I made cookies. Like that was her reason, her proof that the day deserved to be okay even after I’d seen the marks on her skin.

“We can,” I said. I wanted to push—and then I wanted to deal some damage to the man who’d laid hands on her.

But there was a nervousness to Ingrid. I thought of how she hadn’t reached out to me for days when I first gave her my number, and again how she hadn’t after that jackass spilled the drink on her after my last fight. If Ingrid got scared, she was liable to run, even if it meant running from the man who could protect her from the world.

So, begrudgingly, I relented. “I’ll keep my mouth shut about it.”

“Thank you.”

I nodded as I rose, headed to the showers.

But at the door, I stopped.“For now.”

Chapter eighteen

Tristian

The chain rattled, the sound echoing through the silent gym.Thud. Thud. Crack.My knuckles screamed, but I welcomed the pain.

Ingrid and I had spent the rest of the day together. We’d stopped by the tattoo parlor just for a brief drop-in on James, check he hadn’t burned the place down in my and Kane’s absence. That had got us talking about art. Ingrid had asked questions about how I’d first gotten into it, how I’d developed my skills. Then she’d revealed that she was thinking of taking it up.
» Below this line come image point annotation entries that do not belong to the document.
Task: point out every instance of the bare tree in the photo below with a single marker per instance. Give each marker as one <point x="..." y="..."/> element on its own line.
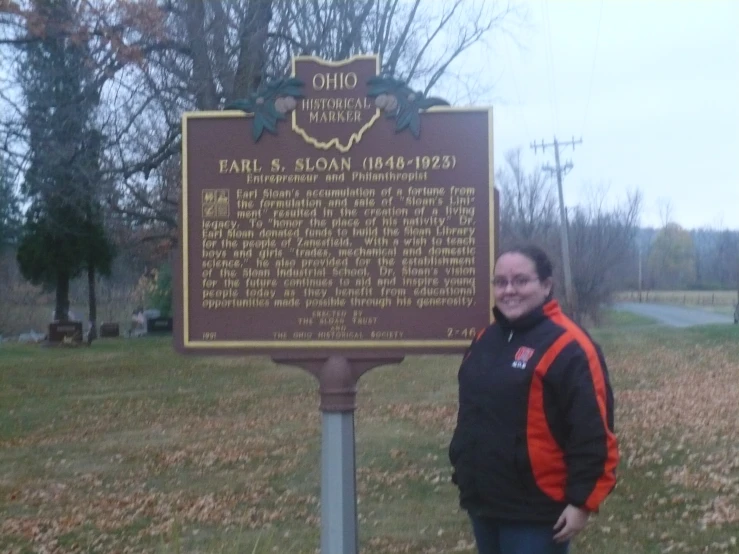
<point x="210" y="53"/>
<point x="602" y="239"/>
<point x="527" y="202"/>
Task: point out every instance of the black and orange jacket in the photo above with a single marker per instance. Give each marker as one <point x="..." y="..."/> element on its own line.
<point x="535" y="425"/>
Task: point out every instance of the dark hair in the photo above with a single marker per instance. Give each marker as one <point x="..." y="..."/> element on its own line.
<point x="542" y="263"/>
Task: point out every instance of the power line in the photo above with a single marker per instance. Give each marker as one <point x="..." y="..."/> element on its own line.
<point x="564" y="236"/>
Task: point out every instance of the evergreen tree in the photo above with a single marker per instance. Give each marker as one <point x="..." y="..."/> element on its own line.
<point x="64" y="231"/>
<point x="9" y="209"/>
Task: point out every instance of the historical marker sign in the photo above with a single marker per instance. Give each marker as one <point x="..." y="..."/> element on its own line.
<point x="335" y="214"/>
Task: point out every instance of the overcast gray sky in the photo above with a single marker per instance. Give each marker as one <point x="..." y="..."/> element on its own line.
<point x="651" y="86"/>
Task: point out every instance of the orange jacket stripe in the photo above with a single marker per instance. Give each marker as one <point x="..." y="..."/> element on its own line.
<point x="547" y="459"/>
<point x="607" y="480"/>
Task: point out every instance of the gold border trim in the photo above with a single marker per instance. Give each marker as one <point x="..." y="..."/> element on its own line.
<point x="335" y="142"/>
<point x="491" y="212"/>
<point x="316" y="344"/>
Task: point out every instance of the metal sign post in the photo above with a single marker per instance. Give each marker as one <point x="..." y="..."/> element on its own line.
<point x="337" y="377"/>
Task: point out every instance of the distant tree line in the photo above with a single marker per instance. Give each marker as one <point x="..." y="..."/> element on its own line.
<point x="609" y="251"/>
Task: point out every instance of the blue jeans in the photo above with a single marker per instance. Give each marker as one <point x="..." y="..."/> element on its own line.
<point x="505" y="537"/>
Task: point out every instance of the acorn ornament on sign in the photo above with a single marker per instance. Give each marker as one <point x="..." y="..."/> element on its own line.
<point x="270" y="104"/>
<point x="400" y="102"/>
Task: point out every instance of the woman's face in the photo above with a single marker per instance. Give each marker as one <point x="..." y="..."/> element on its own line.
<point x="517" y="289"/>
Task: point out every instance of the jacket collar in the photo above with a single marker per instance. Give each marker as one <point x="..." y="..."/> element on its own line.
<point x="545" y="311"/>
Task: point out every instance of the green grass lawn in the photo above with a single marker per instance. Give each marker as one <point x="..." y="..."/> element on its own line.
<point x="128" y="447"/>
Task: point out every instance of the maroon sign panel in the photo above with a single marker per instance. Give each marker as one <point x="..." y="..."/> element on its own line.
<point x="338" y="217"/>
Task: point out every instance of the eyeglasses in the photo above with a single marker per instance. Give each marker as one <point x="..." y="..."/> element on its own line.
<point x="517" y="282"/>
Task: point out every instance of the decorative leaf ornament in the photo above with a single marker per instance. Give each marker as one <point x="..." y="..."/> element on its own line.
<point x="399" y="101"/>
<point x="270" y="104"/>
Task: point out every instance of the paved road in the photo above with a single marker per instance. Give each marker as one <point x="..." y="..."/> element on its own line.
<point x="676" y="316"/>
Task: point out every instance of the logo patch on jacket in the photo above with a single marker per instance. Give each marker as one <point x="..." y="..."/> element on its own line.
<point x="522" y="357"/>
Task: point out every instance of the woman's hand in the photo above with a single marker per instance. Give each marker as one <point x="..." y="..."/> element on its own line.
<point x="570" y="523"/>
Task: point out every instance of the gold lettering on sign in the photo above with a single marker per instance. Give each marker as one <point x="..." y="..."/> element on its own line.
<point x="347" y="254"/>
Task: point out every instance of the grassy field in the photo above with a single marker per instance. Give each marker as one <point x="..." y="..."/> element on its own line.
<point x="128" y="447"/>
<point x="720" y="301"/>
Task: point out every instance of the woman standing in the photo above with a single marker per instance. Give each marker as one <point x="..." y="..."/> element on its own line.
<point x="534" y="451"/>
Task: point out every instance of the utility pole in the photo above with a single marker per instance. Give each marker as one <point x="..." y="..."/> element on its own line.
<point x="559" y="170"/>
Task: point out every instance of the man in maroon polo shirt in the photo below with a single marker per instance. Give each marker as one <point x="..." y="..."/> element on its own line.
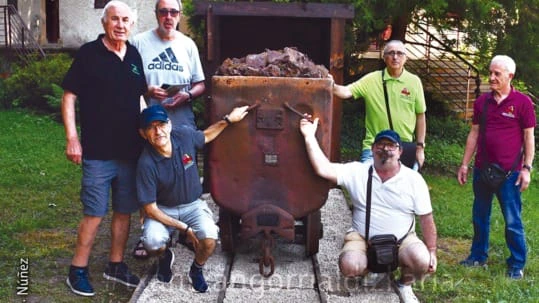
<point x="507" y="140"/>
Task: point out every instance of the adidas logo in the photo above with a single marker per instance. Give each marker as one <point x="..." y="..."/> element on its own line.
<point x="166" y="61"/>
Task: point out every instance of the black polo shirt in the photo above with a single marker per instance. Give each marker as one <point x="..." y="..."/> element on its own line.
<point x="108" y="91"/>
<point x="171" y="181"/>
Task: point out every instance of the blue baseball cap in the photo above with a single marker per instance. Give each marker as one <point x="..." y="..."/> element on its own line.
<point x="389" y="134"/>
<point x="151" y="114"/>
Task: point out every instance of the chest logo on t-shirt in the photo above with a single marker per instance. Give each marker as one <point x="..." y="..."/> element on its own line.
<point x="187" y="161"/>
<point x="165" y="61"/>
<point x="509" y="112"/>
<point x="134" y="69"/>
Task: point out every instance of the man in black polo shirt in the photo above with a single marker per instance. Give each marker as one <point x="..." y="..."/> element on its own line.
<point x="168" y="187"/>
<point x="107" y="79"/>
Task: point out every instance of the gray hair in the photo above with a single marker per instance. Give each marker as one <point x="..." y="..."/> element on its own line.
<point x="506" y="62"/>
<point x="157" y="4"/>
<point x="116" y="3"/>
<point x="394" y="42"/>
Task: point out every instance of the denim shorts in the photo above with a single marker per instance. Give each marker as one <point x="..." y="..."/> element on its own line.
<point x="196" y="214"/>
<point x="100" y="178"/>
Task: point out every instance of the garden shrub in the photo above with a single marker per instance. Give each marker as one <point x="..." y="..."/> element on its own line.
<point x="30" y="83"/>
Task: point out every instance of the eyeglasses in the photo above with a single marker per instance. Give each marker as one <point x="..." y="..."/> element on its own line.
<point x="156" y="126"/>
<point x="393" y="53"/>
<point x="387" y="145"/>
<point x="163" y="12"/>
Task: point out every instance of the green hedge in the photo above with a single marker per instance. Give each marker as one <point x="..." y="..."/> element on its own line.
<point x="30" y="83"/>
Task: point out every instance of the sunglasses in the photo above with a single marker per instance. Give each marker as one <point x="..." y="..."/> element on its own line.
<point x="163" y="12"/>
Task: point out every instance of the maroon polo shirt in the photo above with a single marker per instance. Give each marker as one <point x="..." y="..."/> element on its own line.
<point x="504" y="131"/>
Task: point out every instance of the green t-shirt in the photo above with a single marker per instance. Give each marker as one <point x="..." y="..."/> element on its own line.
<point x="406" y="100"/>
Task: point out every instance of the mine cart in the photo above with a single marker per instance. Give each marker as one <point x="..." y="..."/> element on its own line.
<point x="260" y="174"/>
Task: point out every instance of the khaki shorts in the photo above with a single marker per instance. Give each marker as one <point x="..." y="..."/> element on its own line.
<point x="354" y="242"/>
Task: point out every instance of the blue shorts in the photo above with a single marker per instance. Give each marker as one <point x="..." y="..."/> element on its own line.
<point x="196" y="214"/>
<point x="100" y="178"/>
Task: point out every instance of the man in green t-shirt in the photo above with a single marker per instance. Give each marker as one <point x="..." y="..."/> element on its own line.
<point x="405" y="97"/>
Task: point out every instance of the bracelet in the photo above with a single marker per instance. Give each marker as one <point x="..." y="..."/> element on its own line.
<point x="228" y="122"/>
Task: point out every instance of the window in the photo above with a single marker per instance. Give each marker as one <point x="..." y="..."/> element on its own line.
<point x="100" y="3"/>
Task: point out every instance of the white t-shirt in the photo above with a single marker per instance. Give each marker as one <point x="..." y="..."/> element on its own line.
<point x="175" y="62"/>
<point x="394" y="203"/>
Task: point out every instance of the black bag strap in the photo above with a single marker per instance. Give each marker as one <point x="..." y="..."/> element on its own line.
<point x="483" y="131"/>
<point x="368" y="210"/>
<point x="387" y="100"/>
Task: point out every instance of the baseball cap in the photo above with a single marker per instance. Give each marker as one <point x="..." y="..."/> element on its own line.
<point x="388" y="134"/>
<point x="151" y="114"/>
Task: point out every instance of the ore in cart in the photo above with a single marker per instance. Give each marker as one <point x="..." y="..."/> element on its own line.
<point x="260" y="174"/>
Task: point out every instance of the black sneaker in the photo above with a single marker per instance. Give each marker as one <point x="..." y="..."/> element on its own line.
<point x="78" y="281"/>
<point x="197" y="279"/>
<point x="164" y="270"/>
<point x="121" y="274"/>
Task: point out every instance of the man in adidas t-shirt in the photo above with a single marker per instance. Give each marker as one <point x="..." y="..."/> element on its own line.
<point x="171" y="64"/>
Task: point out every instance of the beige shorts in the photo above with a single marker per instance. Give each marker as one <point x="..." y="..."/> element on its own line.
<point x="354" y="242"/>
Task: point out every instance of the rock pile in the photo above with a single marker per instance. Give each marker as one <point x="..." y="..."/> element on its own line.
<point x="288" y="62"/>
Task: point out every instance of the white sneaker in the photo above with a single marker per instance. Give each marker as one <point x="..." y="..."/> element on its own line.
<point x="372" y="279"/>
<point x="407" y="294"/>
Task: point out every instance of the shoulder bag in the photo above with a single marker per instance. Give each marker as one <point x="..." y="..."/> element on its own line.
<point x="382" y="250"/>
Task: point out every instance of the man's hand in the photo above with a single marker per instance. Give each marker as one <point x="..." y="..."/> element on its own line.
<point x="308" y="128"/>
<point x="74" y="151"/>
<point x="157" y="92"/>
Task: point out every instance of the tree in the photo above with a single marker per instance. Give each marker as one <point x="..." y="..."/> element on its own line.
<point x="491" y="26"/>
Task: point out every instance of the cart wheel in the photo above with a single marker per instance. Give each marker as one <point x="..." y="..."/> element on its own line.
<point x="313" y="232"/>
<point x="229" y="225"/>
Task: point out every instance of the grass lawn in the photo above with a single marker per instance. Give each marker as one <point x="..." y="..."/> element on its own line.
<point x="41" y="209"/>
She didn’t have many avenues for self-expression, she said, though didn’t go into it further. She didn’t need to. I knew fathers like hers: overbearing, controlling. Ingrid was under Samuel’s thumb.

So I took her to my favorite art supply store. The air tanged with cedarwood and turpentine, Ingrid had looked so small standing before a wall of charcoal and sketchpads, her fingers hovering over the expensive vellum like she didn’t think she was allowed to touch it.